I narrowed my eyes. She spoke with absolute confidence. There was no sadness in her voice, just resignation. “I guess I was wrong to give you the benefit of the doubt after all these years,” I said. “But then, I suppose you did condone the Stiletto, so for all your grand speeches, you never actually had a problem with acceptable loses.” Provoking her wasn’t the smartest move, but I wanted to see if there was even a chance I could shake her, if the Villain Maker’s mind control had any sort of weakness.
She shook her head again, completely unfazed by my words. “You just don’t understand, James. But you will.” She held up a small, cylindrical device. “All of you will.”
And with a rush of wind, she rocketed me in the sky. She had me in a bear hug I couldn’t break, pinning down my arms, and making me drop my staff. Almost as fast as Strider could teleport us, she had us up beyond the clouds.

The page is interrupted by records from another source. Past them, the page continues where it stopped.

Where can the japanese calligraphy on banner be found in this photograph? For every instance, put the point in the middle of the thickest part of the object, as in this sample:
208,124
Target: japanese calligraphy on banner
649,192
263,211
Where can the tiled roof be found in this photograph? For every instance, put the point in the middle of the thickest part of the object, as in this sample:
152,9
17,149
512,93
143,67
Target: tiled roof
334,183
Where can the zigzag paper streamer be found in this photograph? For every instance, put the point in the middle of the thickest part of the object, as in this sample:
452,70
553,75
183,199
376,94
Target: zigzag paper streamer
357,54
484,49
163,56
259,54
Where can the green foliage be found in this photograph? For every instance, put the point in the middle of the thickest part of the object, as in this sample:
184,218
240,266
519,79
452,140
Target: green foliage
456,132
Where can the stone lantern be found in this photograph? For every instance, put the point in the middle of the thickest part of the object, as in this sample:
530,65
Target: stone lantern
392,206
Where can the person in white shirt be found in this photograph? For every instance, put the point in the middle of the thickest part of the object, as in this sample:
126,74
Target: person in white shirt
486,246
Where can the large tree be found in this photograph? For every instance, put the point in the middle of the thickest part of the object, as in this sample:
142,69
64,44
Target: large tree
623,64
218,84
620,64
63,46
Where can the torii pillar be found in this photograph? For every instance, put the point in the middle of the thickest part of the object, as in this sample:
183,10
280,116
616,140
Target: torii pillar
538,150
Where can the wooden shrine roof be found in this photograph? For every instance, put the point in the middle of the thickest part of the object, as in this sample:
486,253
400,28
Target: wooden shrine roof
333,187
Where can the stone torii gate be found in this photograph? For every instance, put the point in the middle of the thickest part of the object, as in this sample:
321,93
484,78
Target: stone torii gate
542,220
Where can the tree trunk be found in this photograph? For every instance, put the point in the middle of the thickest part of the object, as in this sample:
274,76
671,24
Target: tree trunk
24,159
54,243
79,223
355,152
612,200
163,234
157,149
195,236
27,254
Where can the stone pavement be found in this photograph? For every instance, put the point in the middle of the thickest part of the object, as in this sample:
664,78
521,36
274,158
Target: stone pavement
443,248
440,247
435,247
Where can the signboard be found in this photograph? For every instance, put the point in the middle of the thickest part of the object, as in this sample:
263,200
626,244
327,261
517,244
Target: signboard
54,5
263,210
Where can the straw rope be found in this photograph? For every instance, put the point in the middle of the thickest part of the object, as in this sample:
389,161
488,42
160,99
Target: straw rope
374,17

Lisa was a Class 5 in strength and durability. Even at my strongest, I was helplessly trapped in her grip. She had managed to knock the wind out of me, enough to stun me for a moment despite my own durability reaching Class 4. My one advantage, however, was that while she was technically a Class 5 in speed as well, her speed had its own limitations. Normally, she was no faster than a normal person, but she could propel herself at super speed at will. Her perceptions and reflexes did not accelerate to match, however, and she had little control over her movement at such speeds, other than to stop and start. When she moved at speed, she moved like a bullet, straight shots or very wide arcs, forced to stop and re-position herself if she wanted to change direction or adjust her actions mid-flight.
By contrast, when I tapped into the lightning mana stored within, was fully accelerated. The world around me seemed to freeze. Just in time, too, as she had already been moving the Villain Maker’s device towards my temple.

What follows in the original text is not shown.